Mais c'est vrai que cela va dans le sens de l'Histoire. On est passé du paiement au détail avec beaucoup de billets, puis on est passé aux chèques, peu sécurisés. La carte électronique est ensuite arrivée, et on peut aller maintenant aller vers une monnaie virtuelle.

"Les Allemands par exemple, font confiance à l'argent liquide"

Les individus aussi suivent l'évolution des technologies, c'est normal qu'il y ait moins de cash qu'avant. Mais certains pays ont un rapport différent par rapport au cash. Les Allemands par exemple, font confiance à l'argent liquide, plus que dans d'autres pays, c'est pour eux que l'Europe a fait les grosses coupures. Les Anglo-Saxons et les Scandinaves y sont beaucoup plus attachés.

En France, on n'est pas comme les Scandinaves, même si la proportion de cash a fortement baissé ces 30 ou 40 dernières années. Les pays scandinaves sont dans cette logique parce que l'informatique a été très fortement développée. En même temps, ce sont des pays de petite dimension, c'est donc plus facile de réaliser cette conversion en cash électronique. Mais les gens aiment aussi le fait que l'usage du cash soit anonyme. Et la dématérialisation du paiement fait que les transactions sont traçables.

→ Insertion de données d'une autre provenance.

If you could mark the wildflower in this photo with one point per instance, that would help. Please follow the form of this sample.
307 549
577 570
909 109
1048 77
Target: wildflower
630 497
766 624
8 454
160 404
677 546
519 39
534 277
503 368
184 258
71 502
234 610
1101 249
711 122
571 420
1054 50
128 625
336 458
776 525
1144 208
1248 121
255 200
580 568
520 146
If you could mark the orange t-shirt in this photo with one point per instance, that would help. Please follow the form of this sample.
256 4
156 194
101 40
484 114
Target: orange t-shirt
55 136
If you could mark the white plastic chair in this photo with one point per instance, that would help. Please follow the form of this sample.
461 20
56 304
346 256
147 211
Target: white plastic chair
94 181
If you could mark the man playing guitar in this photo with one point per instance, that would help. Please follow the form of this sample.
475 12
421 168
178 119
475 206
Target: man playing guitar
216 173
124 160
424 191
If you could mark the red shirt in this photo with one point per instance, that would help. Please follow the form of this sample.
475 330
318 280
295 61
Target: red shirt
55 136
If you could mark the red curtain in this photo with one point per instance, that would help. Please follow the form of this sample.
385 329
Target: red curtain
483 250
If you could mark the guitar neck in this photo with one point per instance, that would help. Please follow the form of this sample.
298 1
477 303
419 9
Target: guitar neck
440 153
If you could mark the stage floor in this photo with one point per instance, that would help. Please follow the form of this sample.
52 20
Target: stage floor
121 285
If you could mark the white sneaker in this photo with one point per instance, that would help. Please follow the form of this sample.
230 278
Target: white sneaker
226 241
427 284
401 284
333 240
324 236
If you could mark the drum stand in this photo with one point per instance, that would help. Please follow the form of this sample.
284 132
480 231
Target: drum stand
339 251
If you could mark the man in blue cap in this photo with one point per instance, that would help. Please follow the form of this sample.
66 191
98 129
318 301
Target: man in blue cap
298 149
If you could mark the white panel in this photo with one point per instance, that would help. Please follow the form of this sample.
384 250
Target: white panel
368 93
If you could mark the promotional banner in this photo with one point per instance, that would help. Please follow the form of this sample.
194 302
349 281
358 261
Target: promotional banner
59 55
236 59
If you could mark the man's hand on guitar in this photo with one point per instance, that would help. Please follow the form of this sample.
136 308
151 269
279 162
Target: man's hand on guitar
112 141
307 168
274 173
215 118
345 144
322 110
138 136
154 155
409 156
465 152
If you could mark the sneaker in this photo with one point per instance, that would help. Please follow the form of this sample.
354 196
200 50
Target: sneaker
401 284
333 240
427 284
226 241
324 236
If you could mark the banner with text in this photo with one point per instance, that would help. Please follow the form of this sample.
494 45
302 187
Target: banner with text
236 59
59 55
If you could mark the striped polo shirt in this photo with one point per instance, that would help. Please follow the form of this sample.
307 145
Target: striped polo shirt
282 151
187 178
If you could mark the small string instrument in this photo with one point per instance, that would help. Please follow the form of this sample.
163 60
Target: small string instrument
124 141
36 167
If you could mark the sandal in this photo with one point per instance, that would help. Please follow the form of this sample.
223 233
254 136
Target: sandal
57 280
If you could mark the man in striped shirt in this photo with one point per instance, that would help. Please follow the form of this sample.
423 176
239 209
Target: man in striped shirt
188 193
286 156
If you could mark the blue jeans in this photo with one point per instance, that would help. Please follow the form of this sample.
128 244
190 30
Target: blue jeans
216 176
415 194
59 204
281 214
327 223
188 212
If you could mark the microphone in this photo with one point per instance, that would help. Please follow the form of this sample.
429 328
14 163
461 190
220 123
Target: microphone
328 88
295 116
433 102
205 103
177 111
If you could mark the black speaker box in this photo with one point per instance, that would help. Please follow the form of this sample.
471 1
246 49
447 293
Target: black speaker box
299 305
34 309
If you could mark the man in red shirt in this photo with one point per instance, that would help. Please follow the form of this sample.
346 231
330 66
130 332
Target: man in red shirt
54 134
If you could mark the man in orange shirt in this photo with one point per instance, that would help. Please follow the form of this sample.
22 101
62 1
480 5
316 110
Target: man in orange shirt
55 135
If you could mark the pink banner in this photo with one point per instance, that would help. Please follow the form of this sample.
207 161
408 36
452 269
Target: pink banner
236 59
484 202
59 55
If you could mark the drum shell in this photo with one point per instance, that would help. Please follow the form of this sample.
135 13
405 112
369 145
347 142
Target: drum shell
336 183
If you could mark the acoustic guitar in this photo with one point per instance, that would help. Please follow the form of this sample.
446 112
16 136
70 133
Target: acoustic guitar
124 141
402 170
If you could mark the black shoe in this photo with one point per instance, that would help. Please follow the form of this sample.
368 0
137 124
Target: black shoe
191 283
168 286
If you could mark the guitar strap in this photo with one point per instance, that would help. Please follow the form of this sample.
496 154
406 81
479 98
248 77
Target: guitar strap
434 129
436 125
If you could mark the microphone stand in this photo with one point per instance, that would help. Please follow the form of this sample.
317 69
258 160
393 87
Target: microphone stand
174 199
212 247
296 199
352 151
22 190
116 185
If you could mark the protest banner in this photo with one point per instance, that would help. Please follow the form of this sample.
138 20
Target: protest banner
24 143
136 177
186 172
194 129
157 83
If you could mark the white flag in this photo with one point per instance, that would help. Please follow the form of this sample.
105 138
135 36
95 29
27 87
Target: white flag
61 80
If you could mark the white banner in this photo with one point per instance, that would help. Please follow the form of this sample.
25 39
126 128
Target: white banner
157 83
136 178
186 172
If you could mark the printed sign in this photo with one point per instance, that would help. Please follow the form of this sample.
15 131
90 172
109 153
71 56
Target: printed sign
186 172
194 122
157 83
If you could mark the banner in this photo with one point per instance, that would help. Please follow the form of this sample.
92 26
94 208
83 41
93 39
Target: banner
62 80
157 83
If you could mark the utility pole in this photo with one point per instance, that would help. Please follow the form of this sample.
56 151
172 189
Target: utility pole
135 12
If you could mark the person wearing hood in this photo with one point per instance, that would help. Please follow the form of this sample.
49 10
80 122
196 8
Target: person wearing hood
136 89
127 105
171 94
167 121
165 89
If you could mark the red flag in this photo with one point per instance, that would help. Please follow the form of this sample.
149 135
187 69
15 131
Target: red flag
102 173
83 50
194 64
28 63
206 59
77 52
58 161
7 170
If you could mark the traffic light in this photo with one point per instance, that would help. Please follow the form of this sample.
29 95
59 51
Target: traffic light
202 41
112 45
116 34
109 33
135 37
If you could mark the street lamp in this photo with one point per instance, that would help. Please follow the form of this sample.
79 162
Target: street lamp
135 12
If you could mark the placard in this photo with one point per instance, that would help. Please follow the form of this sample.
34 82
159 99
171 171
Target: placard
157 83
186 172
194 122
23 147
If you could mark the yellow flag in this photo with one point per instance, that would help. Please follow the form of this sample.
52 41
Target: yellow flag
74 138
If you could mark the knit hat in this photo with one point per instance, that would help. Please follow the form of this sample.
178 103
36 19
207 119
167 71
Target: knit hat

"Ca prendra beaucoup de temps"

Pour que le cash disparaisse, il faudrait que les systèmes de paiement aient été profondément transformés. Et ça prendra beaucoup de temps. Les systèmes de paiement évoluent depuis des milliers d'années. La monnaie n'est pas un objet, c'est un système qui doit être centralisé. Pour l'heure, les systèmes de paiement sont hiérarchisés et vérifiés par la Banque centrale. Elle émet une dette fiable puisque tout le monde a une confiance unanime en cette monnaie. Il faudrait donc que la Banque centrale émette du cash électronique.

La possibilité la plus moderne qui pourrait arriver, c'est à travers la blockchain, c’est-à-dire une centralisation faite par des ordinateurs sans que ça passe dans les réseaux de la banque centrale, comme les bitcoins. C'est une technologie qui est sécurisée, transparente et qui garantit l'anonymat. Mais à l'heure actuelle, ce n'est pas intégré dans les systèmes de paiement. La question est de savoir si ce système de blockchain pourrait être mis entre les mains de la banque centrale qui pourrait émettre du cash électronique pour la population, mais c'est encore futuriste".